In keeping with previous-generation groupsets, Shimano will use the same crankset design and offer the same 50/34t configuration.
This is currently the only crankset available for Shimano 105 R7100, but Shimano has said a 52/36t version will be available at an unspecified date.
Elsewhere, we expect to see the same disc brake calipers with the bleed port on the outer side for easier access. Like the latest Dura-Ace and Ultegra calipers, these are said to retract 10 per cent further than previous Shimano disc brake calipers.
Rotors are likely to stay the same too, as are cassettes and the 12-speed chain.
Shimano will likely move the revised hood shape of the 105 Di2 shifters over to the mechanical version of 105, too.
How much will Shimano 105 12-speed mechanical cost?
Shimano 105 Di2 R7100 has a retail price of £1,730 / $1,890 / €1,869.
The mechanical version of the groupset will cost less than its electronic equivalent.
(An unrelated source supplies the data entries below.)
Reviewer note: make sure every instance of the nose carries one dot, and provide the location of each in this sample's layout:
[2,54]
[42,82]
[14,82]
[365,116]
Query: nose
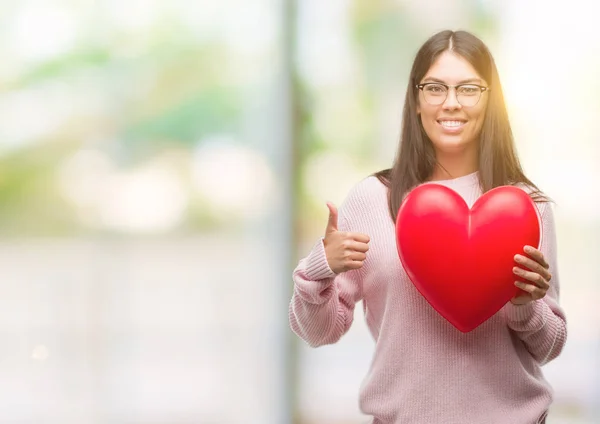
[451,102]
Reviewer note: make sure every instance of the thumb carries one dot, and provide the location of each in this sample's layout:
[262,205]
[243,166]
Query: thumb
[332,222]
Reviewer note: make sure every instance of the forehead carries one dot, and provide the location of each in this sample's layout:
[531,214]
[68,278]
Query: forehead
[452,69]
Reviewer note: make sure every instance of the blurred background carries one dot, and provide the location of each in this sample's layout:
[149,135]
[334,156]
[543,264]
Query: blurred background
[164,165]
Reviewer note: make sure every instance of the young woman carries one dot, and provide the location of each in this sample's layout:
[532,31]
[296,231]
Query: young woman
[455,132]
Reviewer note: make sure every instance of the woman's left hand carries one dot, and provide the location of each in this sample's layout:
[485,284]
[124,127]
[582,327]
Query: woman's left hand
[536,275]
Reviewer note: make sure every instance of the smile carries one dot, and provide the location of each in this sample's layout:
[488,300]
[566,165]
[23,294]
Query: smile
[452,125]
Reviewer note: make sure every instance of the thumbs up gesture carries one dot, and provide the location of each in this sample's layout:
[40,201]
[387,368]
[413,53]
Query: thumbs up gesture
[344,250]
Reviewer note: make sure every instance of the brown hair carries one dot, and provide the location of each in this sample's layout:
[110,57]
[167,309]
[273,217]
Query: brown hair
[415,160]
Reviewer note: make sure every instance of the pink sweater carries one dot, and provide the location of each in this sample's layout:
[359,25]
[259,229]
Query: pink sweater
[423,370]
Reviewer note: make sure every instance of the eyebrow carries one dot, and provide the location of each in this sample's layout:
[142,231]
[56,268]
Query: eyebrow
[467,81]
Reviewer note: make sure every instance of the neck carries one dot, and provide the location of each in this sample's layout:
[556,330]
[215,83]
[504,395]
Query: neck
[453,166]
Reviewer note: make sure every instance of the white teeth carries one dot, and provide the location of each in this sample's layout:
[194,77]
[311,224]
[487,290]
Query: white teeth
[451,123]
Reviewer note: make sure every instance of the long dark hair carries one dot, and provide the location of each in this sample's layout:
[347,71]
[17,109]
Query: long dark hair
[415,160]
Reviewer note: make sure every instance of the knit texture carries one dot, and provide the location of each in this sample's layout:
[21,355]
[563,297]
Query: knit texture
[423,370]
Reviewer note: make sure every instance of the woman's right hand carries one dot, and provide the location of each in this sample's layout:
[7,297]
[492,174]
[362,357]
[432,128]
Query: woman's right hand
[344,250]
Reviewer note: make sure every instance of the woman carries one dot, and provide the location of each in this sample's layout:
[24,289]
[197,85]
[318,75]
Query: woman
[455,132]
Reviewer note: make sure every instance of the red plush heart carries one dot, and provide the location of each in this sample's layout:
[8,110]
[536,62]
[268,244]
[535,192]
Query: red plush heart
[461,260]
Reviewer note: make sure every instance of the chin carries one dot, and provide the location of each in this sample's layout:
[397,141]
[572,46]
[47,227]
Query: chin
[451,145]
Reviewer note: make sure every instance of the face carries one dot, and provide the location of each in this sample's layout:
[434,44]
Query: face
[452,127]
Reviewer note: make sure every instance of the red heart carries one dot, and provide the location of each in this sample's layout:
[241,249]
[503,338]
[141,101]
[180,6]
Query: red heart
[461,260]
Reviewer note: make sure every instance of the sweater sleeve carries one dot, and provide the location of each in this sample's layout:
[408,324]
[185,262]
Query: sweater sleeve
[321,310]
[541,324]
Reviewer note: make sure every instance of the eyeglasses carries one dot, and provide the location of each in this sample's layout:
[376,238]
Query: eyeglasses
[467,95]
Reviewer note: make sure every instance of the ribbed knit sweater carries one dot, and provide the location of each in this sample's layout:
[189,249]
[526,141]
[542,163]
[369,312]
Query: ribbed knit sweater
[423,370]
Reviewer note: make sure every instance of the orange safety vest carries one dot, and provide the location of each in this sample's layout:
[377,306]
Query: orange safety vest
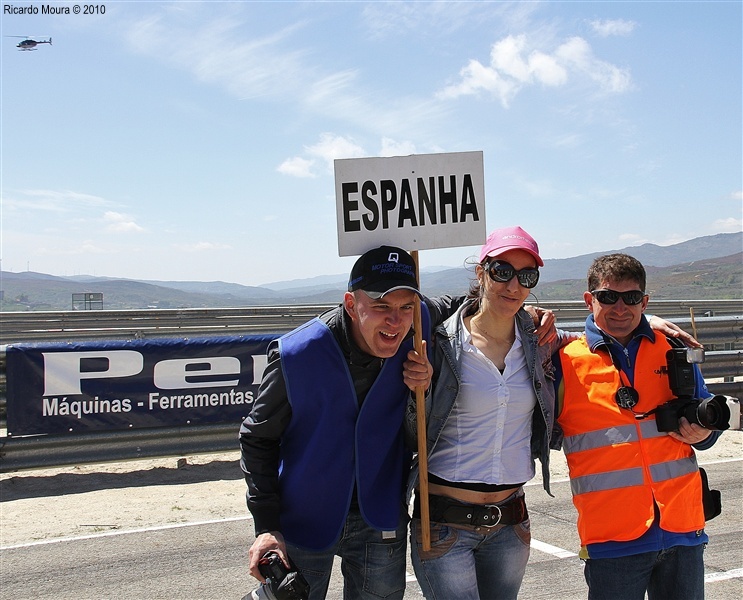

While there is no direct price comparison between Di2 and mechanical versions of 105 from previous generations of the groupset – this being the first Di2 version of 105 – we know mechanical versions of Shimano’s other groupsets have cost less than the Di2 equivalents.
This as-yet-unreleased groupset should sit between 10-speed mechanical Tiagra and 12-speed 105 Di2 in Shimano’s hierarchy. Therefore, the pricing should reflect this.
A full Shimano Tiagra 4720 groupset has an RRP of £749.99 / €869.99 / $917.99 / AU$1,343.98.
There’s a considerable step up to Shimano 105 R7100 Di2 at £1,730 / €2,006.80 / $2,117.52 / AU$3,100.76 for a complete groupset at full price.
Quite where its mechanical counterpart will slot in is anyone’s guess.
Given that mechanical Ultegra costs about half as much as its Di2 equivalent, it’s possible that 12-speed mechanical 105 will be closer to 10-speed Tiagra in price.